But as long as people do make snap judgments fueled by their aesthetics, one problem with trying to tell them scare stories about government cracking down on businesses is that so many people hate business — especially big, seemingly impersonal ones like those driven to ruin by the government in Rand’s novel Atlas Shrugged. Leftists just aren’t likely to find the industrialist characters Hank Rearden and Francisco d’Anconia sympathetic in the first place and certainly aren’t going to find them more sympathetic once the two of them engage in a gun battle with a mob of attacking union protesters, Rearden admiring d’Anconia’s gunmanship while they’re at it.
That’s a shame because the world we want to live in is precisely that in which we cheer people as they defend their property and think only secondarily of the fates of the thieving savages who assail them.
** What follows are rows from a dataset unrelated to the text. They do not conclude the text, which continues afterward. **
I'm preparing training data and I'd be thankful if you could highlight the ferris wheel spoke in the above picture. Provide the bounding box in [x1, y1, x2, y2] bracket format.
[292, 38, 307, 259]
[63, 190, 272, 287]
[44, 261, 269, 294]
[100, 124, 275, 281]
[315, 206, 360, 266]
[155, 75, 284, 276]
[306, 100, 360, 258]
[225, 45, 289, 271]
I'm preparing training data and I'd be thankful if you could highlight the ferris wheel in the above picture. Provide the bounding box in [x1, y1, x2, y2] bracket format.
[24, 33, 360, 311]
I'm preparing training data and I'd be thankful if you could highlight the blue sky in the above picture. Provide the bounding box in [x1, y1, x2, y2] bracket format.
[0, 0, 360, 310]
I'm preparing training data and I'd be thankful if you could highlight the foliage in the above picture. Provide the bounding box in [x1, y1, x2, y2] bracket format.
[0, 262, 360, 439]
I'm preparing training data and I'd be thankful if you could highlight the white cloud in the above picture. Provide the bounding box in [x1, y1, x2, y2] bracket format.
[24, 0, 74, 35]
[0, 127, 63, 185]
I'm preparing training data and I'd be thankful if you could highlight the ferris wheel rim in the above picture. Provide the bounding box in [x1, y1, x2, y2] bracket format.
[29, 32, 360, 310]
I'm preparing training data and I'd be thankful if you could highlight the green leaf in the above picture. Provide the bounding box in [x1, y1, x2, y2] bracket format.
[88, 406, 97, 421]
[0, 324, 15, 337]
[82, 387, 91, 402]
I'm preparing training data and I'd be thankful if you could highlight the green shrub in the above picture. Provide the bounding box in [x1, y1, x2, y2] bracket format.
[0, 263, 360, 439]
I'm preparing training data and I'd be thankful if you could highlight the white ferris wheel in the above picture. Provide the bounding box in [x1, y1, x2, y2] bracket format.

So: if you can’t wrap your mind around the idea that industrialists are people too, check out this story, whose heroes might better suit your hip sensibilities: Paul Jacob notes that Ian Schrager, a co-founder of Studio 54, says (in a Vanity Fair interview) that it was really the absurdly high cost of complying with government regulations and licenses that killed discos back circa 1980. The next time you and your knee-jerk-socialist punk buddies find yourselves complaining that the price of your concert tickets was too high, ask yourself how many more clubs there might be — and thus how much more price-reducing competition — if not for that useless, controlling, predatory buzzkiller that is the government. (Tonight’s debate, as always, is free, though.)